The latest regional economic outlook from the fund includes the assumption that all regional conflicts will end on 31 December 2015 and war-torn nations will quickly be put back on the path to growth
A casual observer will be concerned by figures from the IMFs Regional Economic Outlook for the Middle East, which show falls in GDP growth and fiscal health in countries across the Middle East and North Africa (Mena) region in 2015. But they will be reassured by the 2016 uptick.
A closer look at the IMFs methodology reveals that this turnaround is based on optimistic assumptions that are unlikely to be realised.
The largest is the assumption that all regional conflicts will end on 31 December 2015 and war-torn nations will quickly be put back on the path to growth. The complexity of protracted conflicts in Iraq and Syria does not suggest a quick resolution. The outlook in Libya and Yemen is almost as worrying.
This is the reasoning behind a projection that average GDP growth across Algeria, Iran, Iraq, Libya and Yemen will rise to about 5 per cent in 2016, after being flat in 2015.
Other assumptions in the economic sphere also undermine the projections.

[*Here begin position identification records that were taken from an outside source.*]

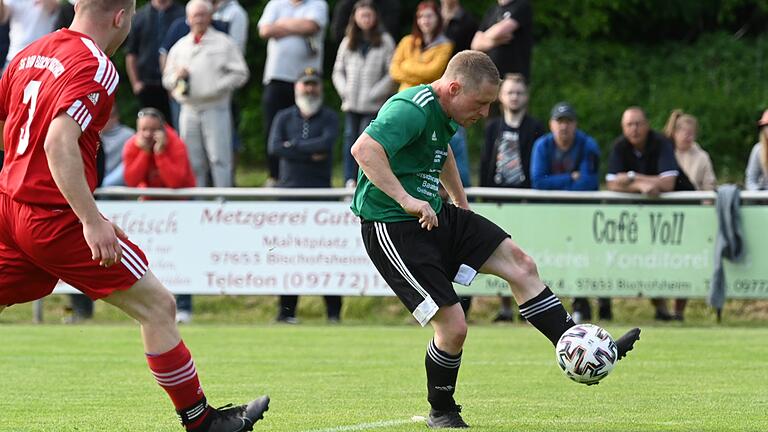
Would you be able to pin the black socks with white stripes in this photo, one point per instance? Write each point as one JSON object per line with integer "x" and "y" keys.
{"x": 442, "y": 371}
{"x": 547, "y": 314}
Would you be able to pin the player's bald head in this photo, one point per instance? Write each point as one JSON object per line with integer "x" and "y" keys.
{"x": 472, "y": 69}
{"x": 104, "y": 6}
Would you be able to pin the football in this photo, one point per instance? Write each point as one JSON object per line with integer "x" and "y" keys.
{"x": 586, "y": 353}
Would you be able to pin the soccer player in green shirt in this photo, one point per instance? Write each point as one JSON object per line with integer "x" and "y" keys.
{"x": 421, "y": 246}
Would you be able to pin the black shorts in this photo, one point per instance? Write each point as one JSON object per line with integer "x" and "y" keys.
{"x": 420, "y": 265}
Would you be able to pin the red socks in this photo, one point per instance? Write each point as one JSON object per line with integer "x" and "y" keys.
{"x": 175, "y": 372}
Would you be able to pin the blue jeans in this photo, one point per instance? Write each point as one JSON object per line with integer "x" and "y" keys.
{"x": 354, "y": 125}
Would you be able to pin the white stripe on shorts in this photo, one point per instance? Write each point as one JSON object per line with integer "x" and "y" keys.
{"x": 132, "y": 262}
{"x": 426, "y": 309}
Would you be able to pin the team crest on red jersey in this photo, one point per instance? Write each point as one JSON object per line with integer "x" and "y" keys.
{"x": 94, "y": 98}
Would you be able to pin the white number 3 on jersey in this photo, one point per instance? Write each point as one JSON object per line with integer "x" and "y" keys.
{"x": 30, "y": 97}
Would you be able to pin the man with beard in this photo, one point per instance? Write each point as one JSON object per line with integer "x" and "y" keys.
{"x": 302, "y": 139}
{"x": 505, "y": 161}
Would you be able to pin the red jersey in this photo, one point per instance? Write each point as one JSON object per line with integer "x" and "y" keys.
{"x": 63, "y": 72}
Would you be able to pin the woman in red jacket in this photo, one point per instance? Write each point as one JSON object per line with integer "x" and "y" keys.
{"x": 156, "y": 156}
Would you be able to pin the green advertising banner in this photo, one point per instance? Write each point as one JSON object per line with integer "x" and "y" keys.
{"x": 627, "y": 250}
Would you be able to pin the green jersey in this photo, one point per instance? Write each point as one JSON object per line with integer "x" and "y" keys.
{"x": 414, "y": 131}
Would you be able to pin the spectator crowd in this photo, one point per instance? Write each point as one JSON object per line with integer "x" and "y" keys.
{"x": 185, "y": 62}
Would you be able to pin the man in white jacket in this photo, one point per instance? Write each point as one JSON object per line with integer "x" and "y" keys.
{"x": 202, "y": 70}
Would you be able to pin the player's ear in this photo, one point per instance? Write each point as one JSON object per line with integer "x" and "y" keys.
{"x": 454, "y": 87}
{"x": 119, "y": 19}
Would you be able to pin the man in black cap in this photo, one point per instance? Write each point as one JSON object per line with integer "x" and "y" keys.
{"x": 302, "y": 138}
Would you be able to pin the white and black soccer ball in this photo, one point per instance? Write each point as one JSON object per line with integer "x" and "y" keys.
{"x": 586, "y": 353}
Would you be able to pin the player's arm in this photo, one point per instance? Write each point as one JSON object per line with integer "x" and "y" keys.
{"x": 451, "y": 180}
{"x": 372, "y": 158}
{"x": 66, "y": 164}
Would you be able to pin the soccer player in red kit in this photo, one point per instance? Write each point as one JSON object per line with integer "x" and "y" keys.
{"x": 55, "y": 97}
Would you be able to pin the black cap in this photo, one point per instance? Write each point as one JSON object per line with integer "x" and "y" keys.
{"x": 310, "y": 75}
{"x": 563, "y": 110}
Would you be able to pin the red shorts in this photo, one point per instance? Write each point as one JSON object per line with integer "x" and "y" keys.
{"x": 40, "y": 245}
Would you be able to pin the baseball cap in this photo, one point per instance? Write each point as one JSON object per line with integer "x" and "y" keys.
{"x": 310, "y": 75}
{"x": 563, "y": 110}
{"x": 763, "y": 120}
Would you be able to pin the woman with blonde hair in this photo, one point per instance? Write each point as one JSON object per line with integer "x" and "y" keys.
{"x": 421, "y": 57}
{"x": 361, "y": 76}
{"x": 756, "y": 176}
{"x": 695, "y": 163}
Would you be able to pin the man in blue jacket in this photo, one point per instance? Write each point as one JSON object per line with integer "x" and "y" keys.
{"x": 566, "y": 158}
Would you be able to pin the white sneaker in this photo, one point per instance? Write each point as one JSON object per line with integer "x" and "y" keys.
{"x": 183, "y": 317}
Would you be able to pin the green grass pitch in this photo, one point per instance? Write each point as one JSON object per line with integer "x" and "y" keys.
{"x": 371, "y": 378}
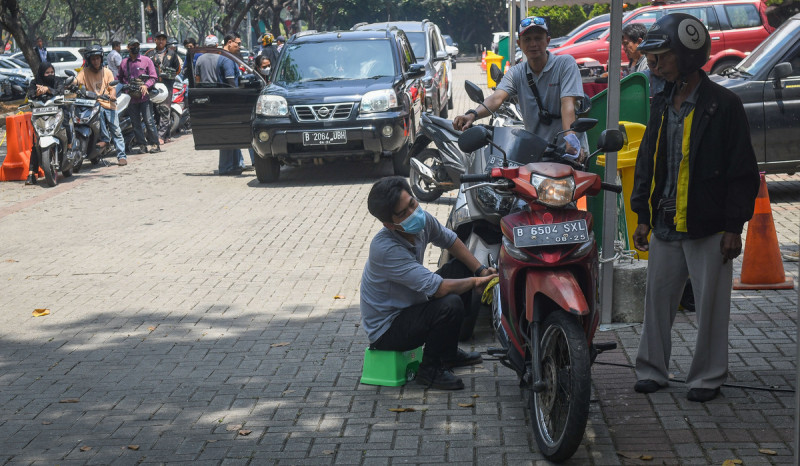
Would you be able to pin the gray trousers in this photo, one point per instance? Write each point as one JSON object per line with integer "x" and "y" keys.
{"x": 670, "y": 263}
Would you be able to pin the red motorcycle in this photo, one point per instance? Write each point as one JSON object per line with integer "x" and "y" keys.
{"x": 545, "y": 305}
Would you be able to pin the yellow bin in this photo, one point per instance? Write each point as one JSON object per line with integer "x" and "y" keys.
{"x": 626, "y": 166}
{"x": 492, "y": 57}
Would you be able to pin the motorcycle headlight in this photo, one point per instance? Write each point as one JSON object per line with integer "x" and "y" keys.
{"x": 554, "y": 192}
{"x": 272, "y": 105}
{"x": 378, "y": 101}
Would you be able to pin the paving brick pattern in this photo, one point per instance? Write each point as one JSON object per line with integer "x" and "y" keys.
{"x": 214, "y": 320}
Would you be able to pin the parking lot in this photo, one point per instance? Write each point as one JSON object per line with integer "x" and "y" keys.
{"x": 214, "y": 320}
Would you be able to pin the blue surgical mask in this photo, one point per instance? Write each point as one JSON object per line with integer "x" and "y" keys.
{"x": 415, "y": 222}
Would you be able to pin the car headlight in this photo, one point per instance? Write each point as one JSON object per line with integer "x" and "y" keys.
{"x": 554, "y": 192}
{"x": 272, "y": 105}
{"x": 378, "y": 101}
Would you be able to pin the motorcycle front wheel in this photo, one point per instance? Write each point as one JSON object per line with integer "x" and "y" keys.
{"x": 423, "y": 190}
{"x": 559, "y": 413}
{"x": 50, "y": 166}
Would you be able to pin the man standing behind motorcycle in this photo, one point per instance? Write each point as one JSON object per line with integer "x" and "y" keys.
{"x": 167, "y": 65}
{"x": 96, "y": 78}
{"x": 546, "y": 86}
{"x": 695, "y": 186}
{"x": 403, "y": 304}
{"x": 140, "y": 109}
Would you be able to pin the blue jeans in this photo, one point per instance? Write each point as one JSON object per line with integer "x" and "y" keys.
{"x": 230, "y": 160}
{"x": 109, "y": 118}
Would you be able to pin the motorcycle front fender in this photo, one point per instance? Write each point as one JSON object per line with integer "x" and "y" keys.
{"x": 558, "y": 285}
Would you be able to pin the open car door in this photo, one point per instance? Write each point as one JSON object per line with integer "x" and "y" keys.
{"x": 221, "y": 114}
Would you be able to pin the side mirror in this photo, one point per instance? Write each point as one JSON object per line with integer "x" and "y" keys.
{"x": 474, "y": 138}
{"x": 610, "y": 140}
{"x": 441, "y": 55}
{"x": 782, "y": 70}
{"x": 417, "y": 70}
{"x": 582, "y": 125}
{"x": 474, "y": 92}
{"x": 495, "y": 73}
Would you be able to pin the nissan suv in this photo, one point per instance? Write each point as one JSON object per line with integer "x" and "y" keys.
{"x": 430, "y": 50}
{"x": 342, "y": 95}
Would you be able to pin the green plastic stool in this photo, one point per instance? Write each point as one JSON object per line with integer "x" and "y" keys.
{"x": 390, "y": 368}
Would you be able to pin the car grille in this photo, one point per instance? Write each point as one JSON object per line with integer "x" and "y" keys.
{"x": 323, "y": 112}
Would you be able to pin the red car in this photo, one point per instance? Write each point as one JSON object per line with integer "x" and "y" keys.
{"x": 736, "y": 28}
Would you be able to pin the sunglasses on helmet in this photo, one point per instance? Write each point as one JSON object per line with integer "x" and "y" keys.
{"x": 535, "y": 20}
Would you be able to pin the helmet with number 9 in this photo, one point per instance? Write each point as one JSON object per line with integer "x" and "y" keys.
{"x": 683, "y": 34}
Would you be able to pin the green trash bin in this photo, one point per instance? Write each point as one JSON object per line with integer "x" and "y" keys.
{"x": 634, "y": 107}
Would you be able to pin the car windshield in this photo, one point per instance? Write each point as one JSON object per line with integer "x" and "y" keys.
{"x": 336, "y": 60}
{"x": 417, "y": 40}
{"x": 765, "y": 52}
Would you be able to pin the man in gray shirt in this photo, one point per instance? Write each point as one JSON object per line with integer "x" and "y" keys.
{"x": 403, "y": 304}
{"x": 557, "y": 81}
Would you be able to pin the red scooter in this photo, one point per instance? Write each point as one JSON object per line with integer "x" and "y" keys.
{"x": 545, "y": 306}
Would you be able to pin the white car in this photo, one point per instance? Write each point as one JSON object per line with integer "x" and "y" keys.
{"x": 62, "y": 58}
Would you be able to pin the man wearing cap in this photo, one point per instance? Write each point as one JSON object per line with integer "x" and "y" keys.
{"x": 546, "y": 85}
{"x": 167, "y": 65}
{"x": 141, "y": 110}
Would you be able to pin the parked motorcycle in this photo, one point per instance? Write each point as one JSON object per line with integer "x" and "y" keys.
{"x": 544, "y": 308}
{"x": 179, "y": 112}
{"x": 50, "y": 119}
{"x": 86, "y": 117}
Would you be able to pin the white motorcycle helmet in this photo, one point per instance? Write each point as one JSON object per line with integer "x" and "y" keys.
{"x": 158, "y": 93}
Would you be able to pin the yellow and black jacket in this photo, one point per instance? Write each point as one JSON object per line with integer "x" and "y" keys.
{"x": 718, "y": 181}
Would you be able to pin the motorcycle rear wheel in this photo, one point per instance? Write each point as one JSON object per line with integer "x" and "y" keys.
{"x": 559, "y": 413}
{"x": 49, "y": 166}
{"x": 421, "y": 189}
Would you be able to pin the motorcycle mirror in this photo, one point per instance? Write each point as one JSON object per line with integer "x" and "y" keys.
{"x": 610, "y": 140}
{"x": 473, "y": 138}
{"x": 495, "y": 73}
{"x": 582, "y": 125}
{"x": 473, "y": 91}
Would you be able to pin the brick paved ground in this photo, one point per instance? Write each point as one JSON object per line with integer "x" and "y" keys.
{"x": 215, "y": 320}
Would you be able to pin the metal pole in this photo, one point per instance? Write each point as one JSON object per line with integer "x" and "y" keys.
{"x": 610, "y": 204}
{"x": 160, "y": 13}
{"x": 144, "y": 29}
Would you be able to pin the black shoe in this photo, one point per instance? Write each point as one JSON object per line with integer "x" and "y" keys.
{"x": 439, "y": 378}
{"x": 464, "y": 358}
{"x": 702, "y": 395}
{"x": 647, "y": 386}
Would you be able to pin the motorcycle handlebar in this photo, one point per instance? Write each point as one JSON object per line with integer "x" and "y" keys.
{"x": 611, "y": 187}
{"x": 475, "y": 178}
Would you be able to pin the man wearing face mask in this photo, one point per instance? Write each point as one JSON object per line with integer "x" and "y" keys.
{"x": 403, "y": 304}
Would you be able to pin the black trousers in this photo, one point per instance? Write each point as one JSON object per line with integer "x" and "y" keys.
{"x": 435, "y": 323}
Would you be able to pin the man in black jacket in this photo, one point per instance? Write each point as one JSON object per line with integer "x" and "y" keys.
{"x": 695, "y": 186}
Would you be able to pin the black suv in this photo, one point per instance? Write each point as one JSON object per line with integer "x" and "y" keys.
{"x": 332, "y": 95}
{"x": 431, "y": 51}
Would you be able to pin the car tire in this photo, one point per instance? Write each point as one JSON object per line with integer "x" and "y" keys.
{"x": 268, "y": 170}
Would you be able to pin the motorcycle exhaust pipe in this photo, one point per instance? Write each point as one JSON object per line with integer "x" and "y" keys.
{"x": 424, "y": 171}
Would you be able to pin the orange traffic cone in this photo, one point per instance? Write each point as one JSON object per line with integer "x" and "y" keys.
{"x": 762, "y": 265}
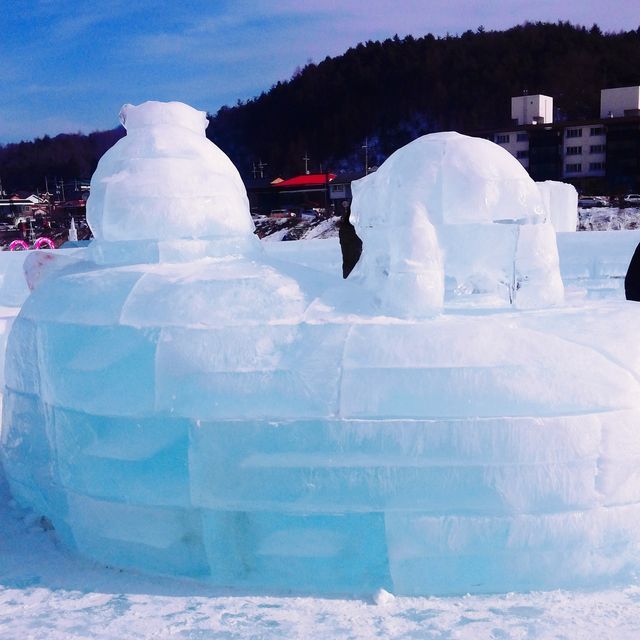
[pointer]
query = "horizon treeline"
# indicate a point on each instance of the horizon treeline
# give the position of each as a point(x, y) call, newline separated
point(386, 93)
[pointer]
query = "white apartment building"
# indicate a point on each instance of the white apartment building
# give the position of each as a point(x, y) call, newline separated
point(577, 150)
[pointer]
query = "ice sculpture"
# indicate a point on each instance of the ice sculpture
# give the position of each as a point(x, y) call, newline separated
point(180, 403)
point(450, 209)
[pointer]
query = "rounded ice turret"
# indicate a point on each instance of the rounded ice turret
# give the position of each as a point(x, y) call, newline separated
point(166, 182)
point(450, 215)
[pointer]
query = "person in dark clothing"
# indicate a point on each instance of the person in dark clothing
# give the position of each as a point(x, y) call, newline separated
point(632, 279)
point(350, 244)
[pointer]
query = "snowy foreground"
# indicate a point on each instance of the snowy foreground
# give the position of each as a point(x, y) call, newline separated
point(46, 592)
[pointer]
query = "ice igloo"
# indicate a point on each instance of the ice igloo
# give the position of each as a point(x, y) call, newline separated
point(182, 408)
point(455, 214)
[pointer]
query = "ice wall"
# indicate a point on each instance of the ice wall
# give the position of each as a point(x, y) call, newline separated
point(183, 410)
point(561, 203)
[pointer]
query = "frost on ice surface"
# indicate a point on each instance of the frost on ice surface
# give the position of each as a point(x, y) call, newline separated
point(181, 402)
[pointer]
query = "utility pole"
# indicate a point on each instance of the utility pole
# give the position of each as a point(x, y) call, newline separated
point(365, 146)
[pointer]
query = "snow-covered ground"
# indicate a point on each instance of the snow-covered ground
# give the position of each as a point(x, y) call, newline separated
point(46, 593)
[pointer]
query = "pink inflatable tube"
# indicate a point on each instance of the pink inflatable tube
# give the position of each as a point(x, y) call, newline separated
point(44, 242)
point(18, 245)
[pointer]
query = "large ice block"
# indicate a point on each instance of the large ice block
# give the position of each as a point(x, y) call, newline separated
point(182, 403)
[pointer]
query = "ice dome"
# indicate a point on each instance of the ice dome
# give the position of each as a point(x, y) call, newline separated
point(451, 215)
point(165, 181)
point(221, 416)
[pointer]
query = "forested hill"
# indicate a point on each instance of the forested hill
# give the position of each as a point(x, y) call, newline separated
point(387, 92)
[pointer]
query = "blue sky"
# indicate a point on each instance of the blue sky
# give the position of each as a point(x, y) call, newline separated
point(68, 65)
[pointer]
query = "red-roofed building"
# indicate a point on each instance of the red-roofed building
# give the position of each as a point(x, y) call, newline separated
point(307, 180)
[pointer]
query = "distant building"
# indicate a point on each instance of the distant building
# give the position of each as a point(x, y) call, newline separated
point(597, 155)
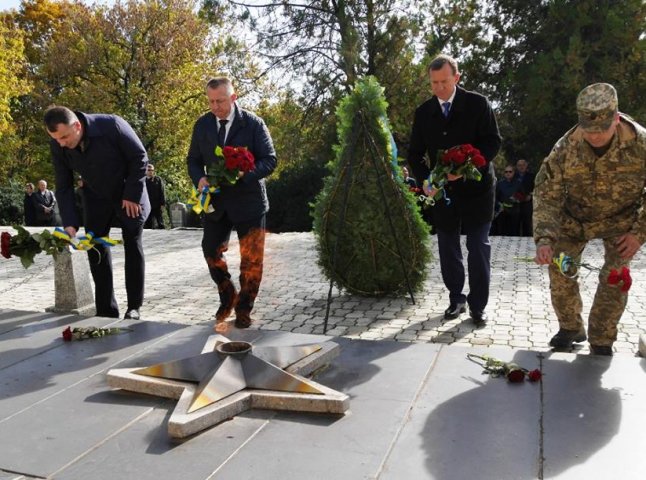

The IMF bases its figures on the positive views that all announced reforms will be completed and will stimulate improved economic growth. History tells us that structural reforms in the Mena region are painfully slow, or more often entirely frustrated.
It is possible that Saudi Arabia will finally reduce subsidies, the public sector wage bill and tranfers to the population. But it is more likely that Riyadh will instead cut capital spending and slow investment in social infrastructure.
It is possible that the investment reforms in Egypt will bear fruit, and foreign direct investment will pour in, setting off a prolonged period of growth, debt reduction and high employment. But it is much more likely that the countrys economy will stagnate.
Past experience suggests that when we look back from 2017, GDP growth in the Middle East will disappoint even these modest forecasts from the IMF. Repeated mentions of downside risk in the funds report hint that the analysts already know this.